For investors interested in a low-risk investment, Participation Mortgage Bonds (Part Bonds) have become one of the industry’s most sought-after products. Simply put, a Part Bond is a secure interest bearing investment, backed by a first mortgage bond over property. Should the borrower be unable to pay the interest or repay the capital, the secured property can be sold to recover all amounts owing.
Risk is further minimised through strict regulation. Part Bonds are regulated according to the Collective Investment Schemes Control Act which is enforced by the Financial Services Board. Capital value is thus preserved and protected by law.

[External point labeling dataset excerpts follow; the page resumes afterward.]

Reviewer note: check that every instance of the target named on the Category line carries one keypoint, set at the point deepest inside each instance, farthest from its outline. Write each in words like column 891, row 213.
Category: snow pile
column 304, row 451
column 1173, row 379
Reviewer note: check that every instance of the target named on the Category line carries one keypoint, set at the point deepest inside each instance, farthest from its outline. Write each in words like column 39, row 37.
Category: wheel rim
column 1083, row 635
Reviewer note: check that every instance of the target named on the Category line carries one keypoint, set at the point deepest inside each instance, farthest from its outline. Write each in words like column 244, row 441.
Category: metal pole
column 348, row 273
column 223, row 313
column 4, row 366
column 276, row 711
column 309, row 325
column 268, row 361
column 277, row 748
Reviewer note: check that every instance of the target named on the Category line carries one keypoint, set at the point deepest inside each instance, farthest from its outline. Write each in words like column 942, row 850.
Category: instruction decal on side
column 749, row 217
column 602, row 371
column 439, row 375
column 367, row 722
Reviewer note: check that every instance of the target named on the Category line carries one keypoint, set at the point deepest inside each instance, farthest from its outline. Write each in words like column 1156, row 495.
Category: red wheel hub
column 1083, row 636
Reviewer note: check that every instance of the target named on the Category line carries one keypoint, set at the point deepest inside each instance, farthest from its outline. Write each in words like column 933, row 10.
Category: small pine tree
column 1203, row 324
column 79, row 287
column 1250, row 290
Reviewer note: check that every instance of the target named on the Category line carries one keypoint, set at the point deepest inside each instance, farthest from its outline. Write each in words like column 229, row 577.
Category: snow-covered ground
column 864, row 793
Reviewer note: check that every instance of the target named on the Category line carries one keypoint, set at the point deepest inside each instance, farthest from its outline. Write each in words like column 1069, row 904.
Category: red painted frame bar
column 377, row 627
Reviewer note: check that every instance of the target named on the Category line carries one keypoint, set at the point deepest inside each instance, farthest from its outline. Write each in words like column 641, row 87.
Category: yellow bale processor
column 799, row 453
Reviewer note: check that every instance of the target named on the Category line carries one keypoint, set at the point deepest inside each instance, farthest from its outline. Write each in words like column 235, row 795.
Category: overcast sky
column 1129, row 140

Part Bonds promise investors an interest rate going forward. Unlike unit trusts, whose rate is based on past performance, which is not an indicator of future performance, Part Bonds can promise a rate to investors. When compared to inflation, Part Bonds offer a safe yet exciting investment opportunity. Against the latest 6.6% inflation figures, Part Bonds promise an 8.25% nominal rate giving the investor an effective rate of 10.2% with interest reinvested over five years. Part Bonds offer a more stable return compared to other debt instruments such as money market funds, and it has greater security.
Furthermore, there are no upfront fees when investing in a Part Bond, your investment is fully allocated to maximise your interest. Through Part Bonds, investors can enjoy a certainty of capital preservation, coupled with a consistency of interest and the security of property.